縄を解かれたクリスは兵士達からロープを受け取り、一方の端を城壁に埋め込まれた荷の上げ下ろし用の鉄の金具に結びつけるように指示した。そしてもう一方の端をシャツの上から斜めに二重に巻きつけ、きつく結びながら、中州との距離を測りつつ、左手、上流側に向かって少し進んだ。長靴を脱いで城壁の上に立ったクリスの唇が小さく動いて何かを呟いたが、誰にも聞き取れなかった。次の瞬間、クリスは濁流に身を躍らせた。

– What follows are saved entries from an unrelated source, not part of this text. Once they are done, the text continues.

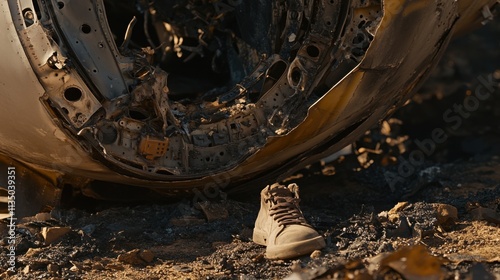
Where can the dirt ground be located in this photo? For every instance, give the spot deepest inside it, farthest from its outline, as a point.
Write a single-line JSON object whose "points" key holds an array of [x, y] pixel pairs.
{"points": [[418, 199]]}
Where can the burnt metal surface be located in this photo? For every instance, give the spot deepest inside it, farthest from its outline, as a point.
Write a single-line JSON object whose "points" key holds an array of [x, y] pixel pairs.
{"points": [[201, 95]]}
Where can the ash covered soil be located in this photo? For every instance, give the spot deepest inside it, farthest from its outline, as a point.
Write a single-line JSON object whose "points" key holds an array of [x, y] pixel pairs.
{"points": [[417, 199]]}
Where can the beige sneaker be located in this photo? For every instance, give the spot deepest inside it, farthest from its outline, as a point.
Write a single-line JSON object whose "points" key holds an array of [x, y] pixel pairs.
{"points": [[281, 226]]}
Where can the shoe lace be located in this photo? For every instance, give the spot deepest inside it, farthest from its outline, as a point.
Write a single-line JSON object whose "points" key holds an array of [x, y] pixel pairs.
{"points": [[284, 208]]}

クリスは泳ぐと言うより水に押し流されるようにして、わずかに残った中州の櫓に近づいていった。何度か流れに呑み込まれそうになりながらもなんとか辿り着いたクリスを、二人の兵士が引き上げた。泥水を滴らせながら櫓によじ登ったクリスに、年配の騎士は、二人の兵士を視線で示して言った。

「彼らを先に」

その一言でクリスは、何故彼らがここに取り残されることになったのか分かったような気がした。

「司令官閣下を置いては行けません!」

兵士達は難色を示したが、クリスは体に巻きつけていたロープを解いて櫓の梯子にきつく結わえ付けながら、半ば命令口調で彼らを促した。

「この人は僕が必ず連れて行く。早く行くんだ」

クリスの意外な威厳に押されたのか、兵士達は渋々ながらも従った。ロープに取り付き、一人、また一人と崖の砦へと向かう。しかし、二人目がもうすぐ城壁に着こうという時、流れてきた大きな倒木がロープに引っ掛かった。

(まずい)

ロープがぎりぎりとしなり、十秒と経たないうちにちぎれて撥ね飛んだ。勢いで櫓の梯子が引きちぎられ、櫓が少し傾いた。クリスはとっさに老司令官に手を伸ばして肩を掴んだが、司令官は自力でなんとかしがみついていた。クリスが城壁の方へ目を遣ると、先程の兵士は千切れたロープの途中にしっかりと掴まり、城壁の真下辺りで流れに洗われていた。砦側の兵士達が大急ぎで彼を引き上げる。ほっとしたのも束の間、今度は自分達の問題に直面した。自分達を引き戻してくれるべき命綱はもうない。以前、川に落ちた友人を助けたことはあったが、さすがにこの濁流の中、人一人抱えて無事に泳ぎきる自信はなかった。万事休す。クリスは唇を噛んだ。